Оба противника развернули коней. Де Барбазан взял другое копье; трубы протрубили во второй раз. Им ответили трубачи, находившиеся около заграждения, и соперники снова углубились под своды. На этот раз их сопровождало множество французов и англичан, ибо теперь предстояла последняя схватка на лошадях, а потом, как мы уже говорили, противники должны были спешиться и продолжать бой на секирах, так что в подземелье допустили зрителей.

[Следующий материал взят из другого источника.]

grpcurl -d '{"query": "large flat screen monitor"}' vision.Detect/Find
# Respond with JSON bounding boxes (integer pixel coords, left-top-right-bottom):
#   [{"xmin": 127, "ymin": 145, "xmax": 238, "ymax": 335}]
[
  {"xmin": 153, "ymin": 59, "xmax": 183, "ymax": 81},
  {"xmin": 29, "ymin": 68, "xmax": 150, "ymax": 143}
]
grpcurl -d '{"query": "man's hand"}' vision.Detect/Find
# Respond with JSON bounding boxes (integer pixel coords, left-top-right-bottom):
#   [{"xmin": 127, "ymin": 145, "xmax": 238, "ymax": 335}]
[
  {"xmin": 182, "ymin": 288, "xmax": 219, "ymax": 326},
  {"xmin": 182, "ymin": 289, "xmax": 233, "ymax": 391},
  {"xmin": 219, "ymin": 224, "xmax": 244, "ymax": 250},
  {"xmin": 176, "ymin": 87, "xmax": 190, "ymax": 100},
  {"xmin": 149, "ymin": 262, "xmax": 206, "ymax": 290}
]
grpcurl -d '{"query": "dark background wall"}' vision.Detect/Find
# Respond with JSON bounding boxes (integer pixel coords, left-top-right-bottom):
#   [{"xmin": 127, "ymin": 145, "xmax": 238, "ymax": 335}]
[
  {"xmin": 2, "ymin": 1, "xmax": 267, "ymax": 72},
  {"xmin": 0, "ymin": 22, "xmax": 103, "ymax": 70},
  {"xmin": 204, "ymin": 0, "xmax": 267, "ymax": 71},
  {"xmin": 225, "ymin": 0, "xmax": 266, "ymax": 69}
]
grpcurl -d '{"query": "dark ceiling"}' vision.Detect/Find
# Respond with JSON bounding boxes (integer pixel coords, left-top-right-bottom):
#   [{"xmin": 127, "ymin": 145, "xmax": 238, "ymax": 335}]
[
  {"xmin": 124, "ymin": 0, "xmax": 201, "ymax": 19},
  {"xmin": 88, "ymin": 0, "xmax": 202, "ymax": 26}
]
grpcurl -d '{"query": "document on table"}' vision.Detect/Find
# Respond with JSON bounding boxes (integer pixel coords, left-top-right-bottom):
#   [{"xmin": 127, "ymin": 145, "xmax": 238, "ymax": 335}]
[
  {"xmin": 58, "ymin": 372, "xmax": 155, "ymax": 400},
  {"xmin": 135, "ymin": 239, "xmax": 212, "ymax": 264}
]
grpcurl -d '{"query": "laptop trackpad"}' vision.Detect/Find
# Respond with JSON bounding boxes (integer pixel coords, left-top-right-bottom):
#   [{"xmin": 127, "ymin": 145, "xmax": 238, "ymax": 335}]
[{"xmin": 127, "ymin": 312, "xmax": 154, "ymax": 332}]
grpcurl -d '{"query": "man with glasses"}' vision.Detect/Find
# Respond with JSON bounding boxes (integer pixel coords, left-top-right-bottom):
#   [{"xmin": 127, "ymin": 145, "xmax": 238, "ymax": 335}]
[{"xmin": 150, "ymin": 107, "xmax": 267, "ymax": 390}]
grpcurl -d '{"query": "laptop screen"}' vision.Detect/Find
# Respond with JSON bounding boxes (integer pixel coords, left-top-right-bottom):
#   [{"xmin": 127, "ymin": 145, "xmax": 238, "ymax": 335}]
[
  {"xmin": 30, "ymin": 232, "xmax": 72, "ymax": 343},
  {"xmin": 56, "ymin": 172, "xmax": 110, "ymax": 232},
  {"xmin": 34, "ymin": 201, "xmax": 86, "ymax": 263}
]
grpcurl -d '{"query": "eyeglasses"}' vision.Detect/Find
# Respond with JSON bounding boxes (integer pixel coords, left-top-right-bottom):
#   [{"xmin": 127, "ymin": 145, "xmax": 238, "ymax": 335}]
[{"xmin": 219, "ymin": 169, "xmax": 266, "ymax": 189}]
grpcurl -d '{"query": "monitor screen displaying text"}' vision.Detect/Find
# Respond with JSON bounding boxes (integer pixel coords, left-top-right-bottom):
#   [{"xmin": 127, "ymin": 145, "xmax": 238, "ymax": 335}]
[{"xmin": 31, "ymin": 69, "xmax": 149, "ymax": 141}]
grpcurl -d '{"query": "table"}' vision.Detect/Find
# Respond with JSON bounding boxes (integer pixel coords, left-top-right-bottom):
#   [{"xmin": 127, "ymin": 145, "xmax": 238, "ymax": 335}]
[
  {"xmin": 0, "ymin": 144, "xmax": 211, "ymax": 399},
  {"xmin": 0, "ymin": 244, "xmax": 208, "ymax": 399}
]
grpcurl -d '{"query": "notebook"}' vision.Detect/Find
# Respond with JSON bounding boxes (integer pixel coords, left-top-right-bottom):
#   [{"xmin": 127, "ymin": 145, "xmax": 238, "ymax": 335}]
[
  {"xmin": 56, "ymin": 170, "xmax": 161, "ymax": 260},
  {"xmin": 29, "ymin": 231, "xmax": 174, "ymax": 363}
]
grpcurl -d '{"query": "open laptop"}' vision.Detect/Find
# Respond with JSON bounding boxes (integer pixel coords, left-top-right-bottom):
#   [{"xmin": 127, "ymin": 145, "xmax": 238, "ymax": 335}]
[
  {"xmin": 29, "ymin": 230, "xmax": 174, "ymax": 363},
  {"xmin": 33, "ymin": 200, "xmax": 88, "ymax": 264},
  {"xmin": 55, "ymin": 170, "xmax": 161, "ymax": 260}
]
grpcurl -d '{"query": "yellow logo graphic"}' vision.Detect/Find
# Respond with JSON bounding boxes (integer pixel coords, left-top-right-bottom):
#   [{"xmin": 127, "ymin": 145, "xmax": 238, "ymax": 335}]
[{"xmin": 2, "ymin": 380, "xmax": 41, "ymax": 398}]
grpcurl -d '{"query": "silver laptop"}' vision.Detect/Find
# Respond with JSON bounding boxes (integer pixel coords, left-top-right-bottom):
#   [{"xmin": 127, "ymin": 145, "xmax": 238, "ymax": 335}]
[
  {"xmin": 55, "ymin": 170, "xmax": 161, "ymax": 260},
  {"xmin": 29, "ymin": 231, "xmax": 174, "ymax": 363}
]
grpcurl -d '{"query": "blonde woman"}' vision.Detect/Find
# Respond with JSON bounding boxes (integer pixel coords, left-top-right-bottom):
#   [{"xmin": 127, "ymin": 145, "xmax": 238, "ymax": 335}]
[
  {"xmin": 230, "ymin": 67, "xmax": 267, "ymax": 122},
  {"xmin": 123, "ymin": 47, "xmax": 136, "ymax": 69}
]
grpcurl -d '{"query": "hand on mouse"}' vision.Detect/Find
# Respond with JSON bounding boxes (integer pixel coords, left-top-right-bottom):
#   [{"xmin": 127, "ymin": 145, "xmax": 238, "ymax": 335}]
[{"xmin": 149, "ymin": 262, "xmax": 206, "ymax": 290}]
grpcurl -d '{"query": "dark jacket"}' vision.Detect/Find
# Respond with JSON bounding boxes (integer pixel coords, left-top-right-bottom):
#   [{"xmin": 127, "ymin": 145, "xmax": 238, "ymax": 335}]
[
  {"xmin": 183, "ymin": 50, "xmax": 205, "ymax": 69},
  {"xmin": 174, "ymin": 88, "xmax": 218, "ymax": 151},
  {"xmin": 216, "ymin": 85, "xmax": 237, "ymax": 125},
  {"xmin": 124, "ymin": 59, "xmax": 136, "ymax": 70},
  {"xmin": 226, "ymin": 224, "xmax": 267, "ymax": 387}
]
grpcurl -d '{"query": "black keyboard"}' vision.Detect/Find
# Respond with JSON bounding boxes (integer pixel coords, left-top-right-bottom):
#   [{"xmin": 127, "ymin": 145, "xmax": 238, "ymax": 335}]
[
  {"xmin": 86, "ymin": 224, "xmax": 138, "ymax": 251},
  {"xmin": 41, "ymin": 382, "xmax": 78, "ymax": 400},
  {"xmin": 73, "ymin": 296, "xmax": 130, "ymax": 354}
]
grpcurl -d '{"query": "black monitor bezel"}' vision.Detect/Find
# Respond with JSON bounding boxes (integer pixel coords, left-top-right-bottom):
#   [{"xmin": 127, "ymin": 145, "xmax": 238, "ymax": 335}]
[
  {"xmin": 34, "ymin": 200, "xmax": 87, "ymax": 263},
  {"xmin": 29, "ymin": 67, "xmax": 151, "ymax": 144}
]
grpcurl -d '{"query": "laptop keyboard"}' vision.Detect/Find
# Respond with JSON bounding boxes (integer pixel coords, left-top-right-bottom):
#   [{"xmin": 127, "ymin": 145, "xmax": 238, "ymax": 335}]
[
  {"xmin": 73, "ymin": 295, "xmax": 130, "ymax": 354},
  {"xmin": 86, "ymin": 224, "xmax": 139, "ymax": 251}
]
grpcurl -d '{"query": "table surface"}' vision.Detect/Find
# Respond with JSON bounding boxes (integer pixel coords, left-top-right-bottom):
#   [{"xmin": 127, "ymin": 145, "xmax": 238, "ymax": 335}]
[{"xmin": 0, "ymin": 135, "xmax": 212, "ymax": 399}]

Расстояние при этом втором поединке было до того точно рассчитано, что оба рыцаря встретились в самой середине пути. На этот раз англичанин ударил своим копьем в левую часть кирасы де Барбазана; скользнув по ее полированной поверхности, острие копья поддело металлическую пластинку наплечника и на один дюйм вонзилось в плечо. Де Барбазан так сильно ударил копьем в щит противника, что от этого удара лопнула подпруга у лошади англичанина, и тот, достаточно твердо сидевший в седле, не вылетел из него, а откатился вместе с седлом шагов на десять; лошадь, освободившись от всадника, осталась стоять на ногах.
Де Барбазан соскочил на землю, неизвестный рыцарь тотчас поднялся; оба выхватили секиры из рук оруженосцев, и поединок возобновился с еще большим ожесточением. Однако и нападая, и защищаясь, оба проявляли осторожность, которая говорила о том, насколько высокого мнения они были друг о друге. Их тяжелые секиры с быстротою молнии опускались на щит соперника, выбивая тысячи искр. Поочередно отклоняясь назад, чтобы сильнее размахнуться, они походили на дровосеков: казалось, любой их удар мог бы свалить и могучий дуб, а между тем каждый отразил не менее двадцати таких ударов, и оба оставались на ногах.
Наконец де Барбазан, утомленный этой титанической борьбой и желая покончить со всем разом, бросил свой щит, мешавший ему действовать левой рукой, и оперся ногой о перекладину заграждения; обеими руками он так вращал свою секиру, что она свистела, словно праща, потом пронеслась мимо щита противника и со страшным грохотом ударила его по шлему. К счастью для неизвестного рыцаря, как раз в это мгновение он инстинктивно отвел голову чуть влево, что ослабило силу удара, острие секиры скользнуло по шлему и угодило в правое крепление забрала, раздробив его словно стекло. Забрало отвалилось, и де Барбазан, к своему изумлению, увидел Генриха Ланкастера, английского короля. Тоща де Барбазан почтительно отступил на два шага, опустил секиру, снял шлем и признал себя побежденным.
Король Генрих оценил все благородство этого жеста. Он снял перчатку и протянул старому рыцарю руку.
— Отныне, — сказал он ему, — мы братья по оружию. Вспомните об этом при случае, мессир де Барбазан. Сам я этого никогда не забуду.
Де Барбазан принял это почетное братство, которое три месяца спустя спасло ему жизнь.
Оба соперника нуждались в отдыхе: один из них возвратился в лагерь, другой — в город. Многие же рыцари и щитоносцы продолжили этот необычайный поединок, и он длился почти целую неделю.